Performa Veda Ega Pratama dalam balapan tersebut menunjukkan peningkatan signifikan, di mana ia berhasil merangsek ke sepuluh besar setelah memulai dari posisi ke-13. Kemenangan di seri Moto3 Jerman diraih oleh pembalap KTM, Brian Uruarte.
Hakim Danish secara terbuka membagikan pengalamannya selama akhir pekan balap di Sachsenring, mengungkapkan bahwa ia merasa kurang percaya diri sejak sesi latihan. Ketidakpercayaan diri ini timbul akibat masalah cengkeraman ban yang terus dihadapinya.
"Minggu ini cukup sulit bagi saya. Sejak sesi latihan, saya tidak merasa terlalu percaya diri, tetapi setiap sesi saya mencoba untuk memperbaiki masalah yang saya hadapi," ujar Hakim Danish.
Pembalap berusia 18 tahun ini menjelaskan bahwa pemilihan ban menjadi salah satu faktor krusial. Ia sempat merasakan cengkeraman yang baik saat menggunakan ban lunak untuk sesi kualifikasi atau time attack.
Namun, untuk balapan yang memiliki jarak tempuh panjang, yaitu 23 lap, Hakim Danish memutuskan untuk menggunakan ban keras.
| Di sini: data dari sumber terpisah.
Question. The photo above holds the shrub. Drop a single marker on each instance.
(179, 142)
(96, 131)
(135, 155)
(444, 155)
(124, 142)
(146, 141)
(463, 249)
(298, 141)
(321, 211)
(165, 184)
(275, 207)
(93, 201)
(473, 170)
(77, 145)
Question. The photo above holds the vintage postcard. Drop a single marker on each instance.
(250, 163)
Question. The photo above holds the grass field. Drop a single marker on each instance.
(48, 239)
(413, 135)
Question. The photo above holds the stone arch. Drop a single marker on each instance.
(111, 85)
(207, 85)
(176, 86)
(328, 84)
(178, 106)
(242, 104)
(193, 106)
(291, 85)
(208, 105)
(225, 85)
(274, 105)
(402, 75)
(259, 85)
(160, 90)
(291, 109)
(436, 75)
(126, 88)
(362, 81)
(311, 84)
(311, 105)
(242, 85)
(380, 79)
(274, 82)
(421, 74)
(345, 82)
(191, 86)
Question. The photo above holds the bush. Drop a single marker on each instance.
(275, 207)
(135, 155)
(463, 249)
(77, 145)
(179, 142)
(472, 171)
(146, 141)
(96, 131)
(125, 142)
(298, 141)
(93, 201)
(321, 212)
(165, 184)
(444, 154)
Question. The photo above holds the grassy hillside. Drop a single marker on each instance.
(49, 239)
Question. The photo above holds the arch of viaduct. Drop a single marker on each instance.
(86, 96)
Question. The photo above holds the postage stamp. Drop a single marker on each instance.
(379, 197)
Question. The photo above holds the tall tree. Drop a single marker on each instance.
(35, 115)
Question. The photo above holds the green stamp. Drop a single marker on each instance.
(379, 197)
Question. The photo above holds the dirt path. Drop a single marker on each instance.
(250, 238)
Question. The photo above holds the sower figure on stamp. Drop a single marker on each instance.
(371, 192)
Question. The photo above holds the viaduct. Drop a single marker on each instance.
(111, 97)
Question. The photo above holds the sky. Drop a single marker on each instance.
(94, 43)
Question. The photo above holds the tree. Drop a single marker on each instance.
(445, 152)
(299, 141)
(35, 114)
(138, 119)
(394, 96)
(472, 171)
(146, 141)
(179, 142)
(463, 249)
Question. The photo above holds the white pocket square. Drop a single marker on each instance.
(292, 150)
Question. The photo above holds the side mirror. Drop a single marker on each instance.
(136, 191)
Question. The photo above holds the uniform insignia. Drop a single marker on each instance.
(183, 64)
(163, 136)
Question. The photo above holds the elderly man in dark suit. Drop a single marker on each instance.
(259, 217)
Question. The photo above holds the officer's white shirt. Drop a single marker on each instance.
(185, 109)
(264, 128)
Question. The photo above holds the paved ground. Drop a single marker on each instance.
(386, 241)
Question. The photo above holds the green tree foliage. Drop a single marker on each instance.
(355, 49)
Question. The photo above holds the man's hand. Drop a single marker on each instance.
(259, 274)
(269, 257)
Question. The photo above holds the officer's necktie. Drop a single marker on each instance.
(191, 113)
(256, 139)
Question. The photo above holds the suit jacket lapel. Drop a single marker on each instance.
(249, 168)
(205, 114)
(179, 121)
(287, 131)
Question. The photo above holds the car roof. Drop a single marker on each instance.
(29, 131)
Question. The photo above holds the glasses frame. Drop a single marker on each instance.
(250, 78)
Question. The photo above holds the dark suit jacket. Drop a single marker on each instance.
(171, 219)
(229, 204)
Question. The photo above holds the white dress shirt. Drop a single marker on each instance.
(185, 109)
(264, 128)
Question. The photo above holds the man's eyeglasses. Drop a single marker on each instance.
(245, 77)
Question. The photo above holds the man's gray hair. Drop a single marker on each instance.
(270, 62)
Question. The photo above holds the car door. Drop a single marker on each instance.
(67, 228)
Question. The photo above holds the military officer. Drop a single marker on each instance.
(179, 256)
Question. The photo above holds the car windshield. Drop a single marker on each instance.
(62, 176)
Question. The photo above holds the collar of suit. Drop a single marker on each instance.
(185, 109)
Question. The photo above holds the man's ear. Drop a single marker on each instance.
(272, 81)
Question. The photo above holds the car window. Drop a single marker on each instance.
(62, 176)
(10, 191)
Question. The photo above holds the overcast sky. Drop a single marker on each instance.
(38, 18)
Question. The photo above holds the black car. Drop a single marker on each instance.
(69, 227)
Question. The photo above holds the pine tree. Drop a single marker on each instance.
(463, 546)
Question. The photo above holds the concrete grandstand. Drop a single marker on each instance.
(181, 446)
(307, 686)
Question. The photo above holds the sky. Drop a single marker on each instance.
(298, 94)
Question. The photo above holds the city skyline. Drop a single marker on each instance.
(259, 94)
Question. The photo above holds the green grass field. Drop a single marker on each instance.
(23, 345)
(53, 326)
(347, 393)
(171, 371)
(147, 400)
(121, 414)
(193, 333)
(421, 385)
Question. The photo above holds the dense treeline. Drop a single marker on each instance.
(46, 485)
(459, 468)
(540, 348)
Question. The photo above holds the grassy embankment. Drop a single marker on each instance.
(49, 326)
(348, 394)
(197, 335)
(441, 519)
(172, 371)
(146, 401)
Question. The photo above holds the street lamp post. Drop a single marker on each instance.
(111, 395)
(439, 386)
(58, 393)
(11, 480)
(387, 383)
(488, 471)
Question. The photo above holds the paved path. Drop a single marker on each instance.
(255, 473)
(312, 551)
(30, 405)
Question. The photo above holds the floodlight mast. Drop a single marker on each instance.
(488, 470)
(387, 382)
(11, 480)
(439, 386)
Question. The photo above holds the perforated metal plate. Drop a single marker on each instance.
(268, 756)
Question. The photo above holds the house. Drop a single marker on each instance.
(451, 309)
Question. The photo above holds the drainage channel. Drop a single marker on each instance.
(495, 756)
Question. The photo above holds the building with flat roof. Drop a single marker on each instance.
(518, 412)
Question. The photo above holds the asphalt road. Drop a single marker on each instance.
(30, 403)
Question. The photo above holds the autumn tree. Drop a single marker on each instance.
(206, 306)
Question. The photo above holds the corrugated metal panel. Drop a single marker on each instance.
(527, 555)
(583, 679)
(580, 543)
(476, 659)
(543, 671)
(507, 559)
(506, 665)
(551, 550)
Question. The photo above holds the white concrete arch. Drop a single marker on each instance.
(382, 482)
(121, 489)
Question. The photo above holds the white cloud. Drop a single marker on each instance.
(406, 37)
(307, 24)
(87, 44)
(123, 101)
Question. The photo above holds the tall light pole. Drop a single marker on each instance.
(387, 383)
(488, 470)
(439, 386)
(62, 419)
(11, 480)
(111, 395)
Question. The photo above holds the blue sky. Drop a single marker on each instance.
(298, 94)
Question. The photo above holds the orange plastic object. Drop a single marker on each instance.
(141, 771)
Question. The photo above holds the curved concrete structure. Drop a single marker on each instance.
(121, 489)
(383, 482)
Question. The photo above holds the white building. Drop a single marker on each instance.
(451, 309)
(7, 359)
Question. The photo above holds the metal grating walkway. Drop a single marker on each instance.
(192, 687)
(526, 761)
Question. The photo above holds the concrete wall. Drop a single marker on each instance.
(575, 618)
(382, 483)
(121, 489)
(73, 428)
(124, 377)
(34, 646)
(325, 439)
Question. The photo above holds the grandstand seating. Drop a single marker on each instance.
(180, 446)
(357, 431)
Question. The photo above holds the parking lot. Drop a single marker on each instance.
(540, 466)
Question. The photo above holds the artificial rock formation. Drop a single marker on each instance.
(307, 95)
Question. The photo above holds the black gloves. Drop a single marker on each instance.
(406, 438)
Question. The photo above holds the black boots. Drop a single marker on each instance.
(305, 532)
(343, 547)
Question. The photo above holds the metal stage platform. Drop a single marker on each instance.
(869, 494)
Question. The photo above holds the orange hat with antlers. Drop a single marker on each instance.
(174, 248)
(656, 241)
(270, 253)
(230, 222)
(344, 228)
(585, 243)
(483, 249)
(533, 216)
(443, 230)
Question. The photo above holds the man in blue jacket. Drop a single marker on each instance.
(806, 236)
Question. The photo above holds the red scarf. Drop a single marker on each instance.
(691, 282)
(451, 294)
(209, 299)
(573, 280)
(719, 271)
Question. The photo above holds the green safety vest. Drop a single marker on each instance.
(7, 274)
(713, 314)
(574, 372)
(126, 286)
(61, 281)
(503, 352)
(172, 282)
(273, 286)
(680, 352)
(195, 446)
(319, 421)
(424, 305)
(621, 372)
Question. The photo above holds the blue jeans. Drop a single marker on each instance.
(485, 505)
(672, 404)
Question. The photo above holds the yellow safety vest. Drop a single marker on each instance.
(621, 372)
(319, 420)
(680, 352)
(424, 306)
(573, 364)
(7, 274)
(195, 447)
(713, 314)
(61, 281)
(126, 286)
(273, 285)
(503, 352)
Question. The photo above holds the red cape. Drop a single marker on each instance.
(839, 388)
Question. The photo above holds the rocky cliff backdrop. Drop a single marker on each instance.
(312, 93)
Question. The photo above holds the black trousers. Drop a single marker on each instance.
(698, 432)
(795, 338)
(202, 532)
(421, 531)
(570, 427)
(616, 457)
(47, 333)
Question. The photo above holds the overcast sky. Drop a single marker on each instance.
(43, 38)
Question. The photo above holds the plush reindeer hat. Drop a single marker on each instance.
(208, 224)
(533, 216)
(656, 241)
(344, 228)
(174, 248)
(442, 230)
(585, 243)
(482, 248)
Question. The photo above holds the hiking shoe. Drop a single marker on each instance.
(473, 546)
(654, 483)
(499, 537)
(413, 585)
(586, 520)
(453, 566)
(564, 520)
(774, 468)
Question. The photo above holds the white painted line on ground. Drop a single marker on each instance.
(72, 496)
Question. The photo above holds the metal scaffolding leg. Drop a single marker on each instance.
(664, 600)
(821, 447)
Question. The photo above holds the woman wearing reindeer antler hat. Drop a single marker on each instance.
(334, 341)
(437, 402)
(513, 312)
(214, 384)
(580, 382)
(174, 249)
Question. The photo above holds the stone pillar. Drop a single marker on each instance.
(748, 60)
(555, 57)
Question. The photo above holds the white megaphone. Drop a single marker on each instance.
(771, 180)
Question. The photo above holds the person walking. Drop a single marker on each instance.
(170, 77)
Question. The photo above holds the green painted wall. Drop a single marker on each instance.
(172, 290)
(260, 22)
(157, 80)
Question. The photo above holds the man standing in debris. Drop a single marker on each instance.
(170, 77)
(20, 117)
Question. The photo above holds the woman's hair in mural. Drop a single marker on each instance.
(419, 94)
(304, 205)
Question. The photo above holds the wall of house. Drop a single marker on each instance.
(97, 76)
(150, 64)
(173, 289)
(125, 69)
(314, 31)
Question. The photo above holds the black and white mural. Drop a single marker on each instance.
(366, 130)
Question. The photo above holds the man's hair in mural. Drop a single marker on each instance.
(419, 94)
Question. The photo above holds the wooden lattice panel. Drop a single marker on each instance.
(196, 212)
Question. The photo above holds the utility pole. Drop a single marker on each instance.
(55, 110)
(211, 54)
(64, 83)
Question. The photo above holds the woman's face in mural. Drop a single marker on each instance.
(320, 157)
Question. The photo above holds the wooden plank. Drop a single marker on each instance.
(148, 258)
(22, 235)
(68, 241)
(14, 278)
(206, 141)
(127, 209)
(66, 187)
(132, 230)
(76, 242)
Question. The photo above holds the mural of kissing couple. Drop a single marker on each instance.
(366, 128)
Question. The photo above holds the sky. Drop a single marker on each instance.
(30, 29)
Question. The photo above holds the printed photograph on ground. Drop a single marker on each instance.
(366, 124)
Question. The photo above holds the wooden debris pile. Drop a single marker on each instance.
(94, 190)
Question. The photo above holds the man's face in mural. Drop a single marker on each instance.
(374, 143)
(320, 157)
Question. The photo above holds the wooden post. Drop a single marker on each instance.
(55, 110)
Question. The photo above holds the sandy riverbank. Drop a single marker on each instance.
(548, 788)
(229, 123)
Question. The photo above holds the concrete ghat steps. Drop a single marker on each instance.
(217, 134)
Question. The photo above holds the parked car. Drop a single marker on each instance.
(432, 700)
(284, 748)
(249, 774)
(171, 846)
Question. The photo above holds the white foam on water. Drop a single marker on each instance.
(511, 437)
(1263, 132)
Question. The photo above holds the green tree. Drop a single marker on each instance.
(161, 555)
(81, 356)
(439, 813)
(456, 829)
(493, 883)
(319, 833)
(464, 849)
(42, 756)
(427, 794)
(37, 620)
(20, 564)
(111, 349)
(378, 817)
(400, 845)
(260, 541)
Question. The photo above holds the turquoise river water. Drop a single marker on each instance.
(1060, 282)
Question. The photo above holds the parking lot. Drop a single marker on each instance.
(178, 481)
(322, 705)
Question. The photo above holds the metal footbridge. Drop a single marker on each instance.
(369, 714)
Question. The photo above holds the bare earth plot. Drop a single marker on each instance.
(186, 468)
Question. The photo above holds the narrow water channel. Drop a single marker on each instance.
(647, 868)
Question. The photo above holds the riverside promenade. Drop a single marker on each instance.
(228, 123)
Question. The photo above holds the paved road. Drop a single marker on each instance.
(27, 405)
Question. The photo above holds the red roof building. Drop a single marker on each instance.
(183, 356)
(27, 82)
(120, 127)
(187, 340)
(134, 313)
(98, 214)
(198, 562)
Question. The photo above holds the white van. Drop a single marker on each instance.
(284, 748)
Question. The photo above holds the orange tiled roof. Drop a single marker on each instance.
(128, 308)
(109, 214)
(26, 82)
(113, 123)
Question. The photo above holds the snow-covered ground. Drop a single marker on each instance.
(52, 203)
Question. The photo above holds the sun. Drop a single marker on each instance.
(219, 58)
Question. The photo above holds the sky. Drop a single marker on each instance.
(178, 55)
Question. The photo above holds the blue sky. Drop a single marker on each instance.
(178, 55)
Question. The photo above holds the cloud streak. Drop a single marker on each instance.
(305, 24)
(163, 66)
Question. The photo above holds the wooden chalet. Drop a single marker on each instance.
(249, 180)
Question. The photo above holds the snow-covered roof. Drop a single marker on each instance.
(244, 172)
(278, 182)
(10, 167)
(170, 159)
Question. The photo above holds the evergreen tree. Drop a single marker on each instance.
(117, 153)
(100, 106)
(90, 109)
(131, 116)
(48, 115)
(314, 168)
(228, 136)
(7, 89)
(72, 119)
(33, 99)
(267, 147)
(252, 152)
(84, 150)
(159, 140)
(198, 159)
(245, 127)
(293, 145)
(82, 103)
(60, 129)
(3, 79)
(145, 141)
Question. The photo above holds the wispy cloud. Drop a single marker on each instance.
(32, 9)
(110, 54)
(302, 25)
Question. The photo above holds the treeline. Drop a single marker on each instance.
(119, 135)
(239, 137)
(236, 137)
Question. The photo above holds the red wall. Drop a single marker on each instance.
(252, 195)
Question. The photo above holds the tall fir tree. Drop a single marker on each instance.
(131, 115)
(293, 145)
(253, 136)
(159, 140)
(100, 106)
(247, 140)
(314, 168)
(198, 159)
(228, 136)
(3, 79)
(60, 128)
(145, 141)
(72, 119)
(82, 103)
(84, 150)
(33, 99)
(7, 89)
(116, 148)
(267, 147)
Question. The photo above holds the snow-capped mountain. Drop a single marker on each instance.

Keputusan ini diambil dengan harapan daya tahan ban lebih baik dalam durasi balapan yang panjang.
"Selama sesi kualifikasi saya menggunakan ban lunak untuk melakukan 'time attack' dan saya pikir cengkeramannya sangat bagus. Namun untuk balapan, saya menggunakan ban keras karena balapan di sini cukup panjang, 23 lap," kata Hakim melanjutkan.
Penggunaan ban keras tersebut ternyata berdampak pada performa Hakim Danish di lintasan. Ia mengalami kesulitan dalam mendapatkan cengkeraman yang optimal pada ban belakang, yang menghambat kemampuannya untuk bersaing di barisan depan.
"Saya kesulitan dengan cengkeraman pada ban belakang sejak awal balapan. Saya mencoba mengatasinya sebaik mungkin dan mengejar kelompok terdepan, tetapi itu cukup sulit," tutur Hakim.